Inequality solving is a fundamental skill in mathematics, often used when dealing with functions, especially when determining their domain. Let’s walk through the process of solving an inequality step-by-step.

Consider the inequality given in the expression for the domain of the square root function:

• First, you set up the inequality from the inside of the square root: \(7x - 70 \geq 0\).
• Add 70 to both sides to balance the inequality: \(7x \geq 70\).
• Finally, divide by 7 to solve for \(x\), yielding \(x \geq 10\).

This inequality tells us the values of \(x\) that keep the expression inside the square root greater than or equal to zero, ensuring we have real numbers under the square root.

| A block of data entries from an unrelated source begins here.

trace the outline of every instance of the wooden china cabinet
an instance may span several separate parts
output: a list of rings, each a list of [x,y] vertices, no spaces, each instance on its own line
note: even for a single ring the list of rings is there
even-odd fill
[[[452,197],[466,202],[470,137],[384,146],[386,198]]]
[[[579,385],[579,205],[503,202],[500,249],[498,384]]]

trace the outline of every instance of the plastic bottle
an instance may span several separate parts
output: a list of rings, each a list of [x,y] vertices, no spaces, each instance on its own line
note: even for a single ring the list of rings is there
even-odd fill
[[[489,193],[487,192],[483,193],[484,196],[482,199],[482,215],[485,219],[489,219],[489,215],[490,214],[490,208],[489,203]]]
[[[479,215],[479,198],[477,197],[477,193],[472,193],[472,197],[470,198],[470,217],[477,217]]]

Understanding how to solve inequalities effectively is crucial when finding the domain of functions, as it allows us to determine which inputs make the function valid.

The square root function is a common type of function that extracts the square root of a given expression or number. To ensure the function produces real numbers, the expression inside the square root must be non-negative.

Why is this important?

Because square roots of negative numbers result in imaginary numbers rather than real numbers. For the function \(g(x)=\sqrt{7x-70}\), this means:

• The expression \(7x - 70\) must be greater than or equal to zero.
• This restriction stems from the properties of square roots.

The square root function is pivotal in many mathematical and real-world applications because it is used to find values associated with areas, magnitudes, and more. Understanding their properties and restrictions helps in solving complex mathematical problems efficiently.

Interval notation is a concise way to represent the domain or range of a function. It uses brackets and parenthesis to indicate the start and end points of intervals on a number line.

In our example, once the inequality \(x \geq 10\) is solved, we express this solution using interval notation:

• A square bracket \([\) indicates that 10 is included in the domain \([10,\).
• An infinity symbol \(()\) indicates that the domain extends indefinitely without bound \([10, \infty)\).

Interval notation is crucial as it provides an easy-to-understand visual cue for the range or domain of functions. This method is widely used in mathematics because it neatly and clearly conveys which values are acceptable for a variable, especially for continuous domains like those associated with inequalities. Mastering interval notation will be immensely helpful not only in solving textbook problems but also in analyzing real-world situations involving continuous data.